Жизнь — это чистое пламя, и мы живем невидимым Солнцем внутри нас. Малого огня достаточно для жизни, великие пламена казались слишком малыми после смерти, когда люди тщетно стремились к драгоценным кострам и горели, как Сарданапал, но мудрость погребальных законов обнаружила глупость расточительных пожаров и свела губительные огни к правилу скромных похорон, где немногие могли быть настолько бедны, чтобы не обеспечить дрова, смолу, плакальщика и урну.
Пять языков не обеспечили эпитафию Гордиану; человек Божий живет дольше без гробницы, чем кто-либо с ней, невидимо погребенный ангелами и приговоренный к неизвестности, хотя и не без некоторых знаков, направляющих человеческие поиски.
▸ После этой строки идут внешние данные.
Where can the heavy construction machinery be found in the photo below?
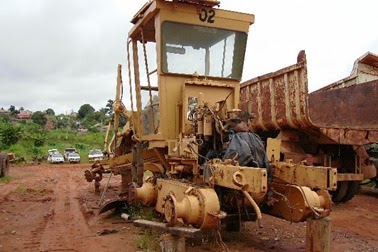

Енох и Илия без гробницы или погребения, в аномальном состоянии бытия, являются великими примерами вечности в своей долгой и живой памяти, в строгом отчете все еще оставаясь по эту сторону смерти и имея позднюю роль, которую еще предстоит сыграть на этой сцене земли. Если в декретированный срок мира мы не все умрем, но изменимся, согласно принятому переводу, последний день создаст лишь немногие могилы; по крайней мере, быстрые воскресения предвосхитят длительные погребения; некоторые могилы будут открыты прежде, чем они будут полностью закрыты, и Лазарь не будет чудом. Когда многие, кто боялся умереть, будут стонать, что могут умереть лишь однажды, мрачным состоянием станет вторая и живая смерть, когда жизнь налагает отчаяние на проклятых; когда люди будут желать покрытий гор, а не памятников, и аннигиляция будет желанной.